Lumen Field (Seattle) — You saw that the Seattle Seahawks and the New England Patriots will play in Super Bowl LX. You saw the blizzard that rolled into Denver and rendered the Broncos and New England Patriots’ offenses useless. You saw the shootout where Sam Darnold kept pace with — and ultimately surpassed — Matthew Stafford.

So let's try to spin it forward, dive deeper and think outside the box about what we witnessed in the conference championship games. This is "Sound Smart," where we prepare you for Monday morning with observations from the penultimate round of the postseason. If I do my job, you’ll be fluent in the NFL’s playoff action.

Seahawks coach Mike Macdonald and offensive coordinator Klint Kubiak called a better game — and outcoached Rams coach Sean McVay and defensive coordinator Chris Shula.

In practice this week, there was one play where Jaxon Smith-Njigba found himself wide open. Unbelievably open. The star receiver lined up in the backfield in a two-back set and broke for the back right corner of the end zone, where he found what every receiver craves: no coverage.
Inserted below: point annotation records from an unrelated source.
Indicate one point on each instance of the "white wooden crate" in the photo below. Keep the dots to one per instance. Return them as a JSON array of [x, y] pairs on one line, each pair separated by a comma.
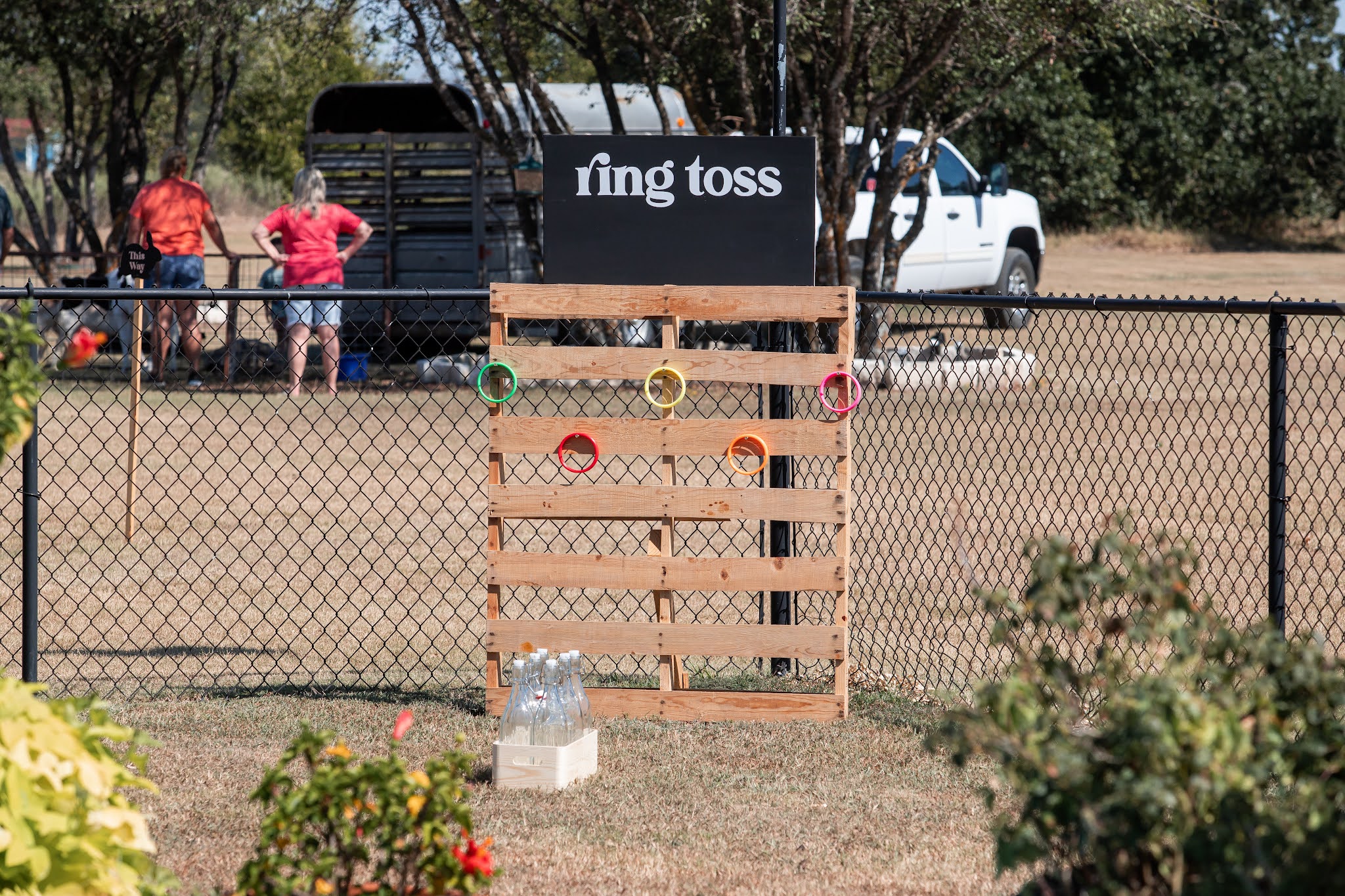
[[544, 767]]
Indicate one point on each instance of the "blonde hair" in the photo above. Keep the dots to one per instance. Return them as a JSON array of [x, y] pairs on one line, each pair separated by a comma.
[[173, 163], [310, 191]]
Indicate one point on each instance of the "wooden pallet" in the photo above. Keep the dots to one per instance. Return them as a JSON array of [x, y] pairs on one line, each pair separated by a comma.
[[662, 572]]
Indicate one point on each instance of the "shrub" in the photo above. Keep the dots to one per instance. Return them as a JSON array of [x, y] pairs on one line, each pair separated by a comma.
[[65, 826], [1151, 747], [369, 826]]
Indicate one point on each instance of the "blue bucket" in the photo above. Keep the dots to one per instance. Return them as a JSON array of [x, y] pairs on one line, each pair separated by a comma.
[[353, 367]]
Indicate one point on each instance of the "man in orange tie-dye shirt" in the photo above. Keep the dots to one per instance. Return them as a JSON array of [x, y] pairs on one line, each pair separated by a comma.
[[174, 210]]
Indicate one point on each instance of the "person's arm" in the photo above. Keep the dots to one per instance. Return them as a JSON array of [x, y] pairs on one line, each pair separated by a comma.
[[261, 234], [217, 233], [361, 237]]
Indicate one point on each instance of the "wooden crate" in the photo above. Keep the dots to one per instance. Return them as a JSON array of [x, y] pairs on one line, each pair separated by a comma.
[[663, 572], [544, 767]]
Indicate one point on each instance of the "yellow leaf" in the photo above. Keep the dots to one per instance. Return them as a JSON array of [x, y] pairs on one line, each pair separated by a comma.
[[340, 750]]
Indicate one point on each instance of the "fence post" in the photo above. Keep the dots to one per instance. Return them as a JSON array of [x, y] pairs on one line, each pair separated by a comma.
[[30, 535], [1278, 408], [782, 399]]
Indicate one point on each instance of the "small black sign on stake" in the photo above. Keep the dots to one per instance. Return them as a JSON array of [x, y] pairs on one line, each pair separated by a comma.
[[137, 261], [731, 211]]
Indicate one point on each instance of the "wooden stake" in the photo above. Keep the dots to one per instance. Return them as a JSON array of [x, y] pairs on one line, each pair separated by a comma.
[[495, 526], [136, 328], [671, 676]]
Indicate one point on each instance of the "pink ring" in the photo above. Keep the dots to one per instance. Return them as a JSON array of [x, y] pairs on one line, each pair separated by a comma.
[[560, 452], [822, 393]]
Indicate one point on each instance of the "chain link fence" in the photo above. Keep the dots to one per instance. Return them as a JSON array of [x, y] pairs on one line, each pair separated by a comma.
[[320, 542]]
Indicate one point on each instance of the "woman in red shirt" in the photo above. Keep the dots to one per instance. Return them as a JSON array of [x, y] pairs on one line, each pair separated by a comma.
[[309, 228]]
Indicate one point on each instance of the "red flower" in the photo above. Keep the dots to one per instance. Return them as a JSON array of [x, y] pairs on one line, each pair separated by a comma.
[[82, 347], [475, 859], [403, 725]]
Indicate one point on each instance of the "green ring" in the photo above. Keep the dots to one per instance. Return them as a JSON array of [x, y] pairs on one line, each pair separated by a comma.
[[513, 378]]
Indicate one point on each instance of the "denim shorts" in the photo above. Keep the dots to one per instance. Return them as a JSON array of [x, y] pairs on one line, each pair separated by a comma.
[[181, 272], [314, 312]]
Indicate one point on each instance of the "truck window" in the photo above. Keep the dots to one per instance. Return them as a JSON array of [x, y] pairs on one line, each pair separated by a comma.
[[954, 178], [871, 178]]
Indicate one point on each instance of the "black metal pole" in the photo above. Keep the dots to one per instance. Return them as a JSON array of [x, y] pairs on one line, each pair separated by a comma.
[[1278, 409], [782, 400], [30, 540]]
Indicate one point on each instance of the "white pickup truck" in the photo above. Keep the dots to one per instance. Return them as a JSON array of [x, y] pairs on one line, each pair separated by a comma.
[[978, 234]]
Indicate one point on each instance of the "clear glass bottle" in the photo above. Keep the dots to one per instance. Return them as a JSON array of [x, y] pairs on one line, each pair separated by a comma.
[[580, 695], [568, 698], [514, 720], [550, 726]]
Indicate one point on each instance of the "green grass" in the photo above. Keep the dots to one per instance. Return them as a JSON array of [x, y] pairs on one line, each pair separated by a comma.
[[856, 806]]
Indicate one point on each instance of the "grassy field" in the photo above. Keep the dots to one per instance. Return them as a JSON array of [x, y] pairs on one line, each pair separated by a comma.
[[850, 807], [337, 542]]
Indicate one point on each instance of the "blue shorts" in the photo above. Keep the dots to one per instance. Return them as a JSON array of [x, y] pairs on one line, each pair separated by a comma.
[[181, 272], [314, 312]]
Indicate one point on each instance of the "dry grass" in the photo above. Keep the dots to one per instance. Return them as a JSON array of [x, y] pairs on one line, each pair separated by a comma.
[[848, 807]]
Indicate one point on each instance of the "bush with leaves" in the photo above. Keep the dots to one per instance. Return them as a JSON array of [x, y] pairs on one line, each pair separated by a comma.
[[65, 824], [1149, 747], [373, 826]]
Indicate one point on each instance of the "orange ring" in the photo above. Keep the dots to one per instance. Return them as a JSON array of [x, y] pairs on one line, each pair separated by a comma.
[[560, 452], [748, 437]]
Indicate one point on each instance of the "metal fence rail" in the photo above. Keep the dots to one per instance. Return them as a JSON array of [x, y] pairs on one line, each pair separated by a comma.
[[334, 543]]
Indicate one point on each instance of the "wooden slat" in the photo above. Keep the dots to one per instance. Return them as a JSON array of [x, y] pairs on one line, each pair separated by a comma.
[[564, 363], [673, 574], [657, 501], [699, 706], [663, 639], [805, 304], [689, 438]]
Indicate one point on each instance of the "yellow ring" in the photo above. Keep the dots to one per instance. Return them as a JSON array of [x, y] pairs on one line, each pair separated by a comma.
[[748, 437], [665, 371]]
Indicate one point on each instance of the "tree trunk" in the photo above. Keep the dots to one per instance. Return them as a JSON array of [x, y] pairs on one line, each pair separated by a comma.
[[221, 88], [49, 194], [602, 70], [740, 65], [30, 207], [125, 152]]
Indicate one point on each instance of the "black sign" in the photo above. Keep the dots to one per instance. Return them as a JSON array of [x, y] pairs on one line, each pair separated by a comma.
[[137, 261], [680, 210]]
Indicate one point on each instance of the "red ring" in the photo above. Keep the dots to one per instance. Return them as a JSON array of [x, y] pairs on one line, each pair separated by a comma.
[[560, 452]]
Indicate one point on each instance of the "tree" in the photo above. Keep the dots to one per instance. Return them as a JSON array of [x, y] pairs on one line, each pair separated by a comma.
[[283, 70]]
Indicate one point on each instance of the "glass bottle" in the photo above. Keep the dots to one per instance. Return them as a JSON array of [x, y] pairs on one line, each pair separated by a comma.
[[514, 719], [568, 698], [550, 727], [580, 695]]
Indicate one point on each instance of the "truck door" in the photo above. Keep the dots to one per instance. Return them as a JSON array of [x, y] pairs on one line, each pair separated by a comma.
[[969, 226]]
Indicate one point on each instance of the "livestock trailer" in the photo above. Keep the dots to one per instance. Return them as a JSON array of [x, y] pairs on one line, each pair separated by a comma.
[[440, 202]]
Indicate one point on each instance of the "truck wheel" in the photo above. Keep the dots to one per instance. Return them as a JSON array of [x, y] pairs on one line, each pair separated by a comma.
[[1016, 278]]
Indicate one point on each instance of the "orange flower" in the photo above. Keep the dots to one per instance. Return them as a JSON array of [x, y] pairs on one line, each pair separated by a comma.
[[81, 350], [338, 750], [403, 725], [475, 859]]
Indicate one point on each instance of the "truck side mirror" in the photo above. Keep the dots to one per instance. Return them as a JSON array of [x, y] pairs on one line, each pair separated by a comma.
[[998, 179]]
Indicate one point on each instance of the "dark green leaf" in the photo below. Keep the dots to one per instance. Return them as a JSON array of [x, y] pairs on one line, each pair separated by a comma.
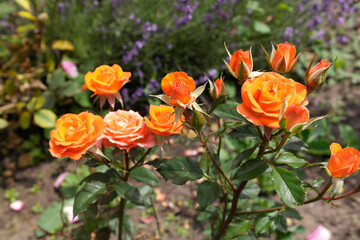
[[319, 147], [265, 222], [288, 186], [206, 216], [87, 195], [250, 191], [237, 228], [243, 155], [296, 144], [145, 175], [207, 193], [228, 110], [129, 192], [216, 103], [290, 159], [179, 170], [98, 176], [251, 169]]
"Am I going to be that open in the game?" Smith-Njigba remembered wondering.

Yup.

During Sunday's NFC Championship Game against the Los Angeles Rams, the Seahawks wideout did exactly what he’d practiced. And it worked out exactly as they’d practiced — with nobody near him when he hauled in the touchdown pass. It put the Seahawks ahead to end the first half, but more importantly, it marked a strategic advantage for the Seahawks.

It takes a special play to throw an invisibility cloak over arguably the best receiver in the NFL. But that’s what Seattle's OC did.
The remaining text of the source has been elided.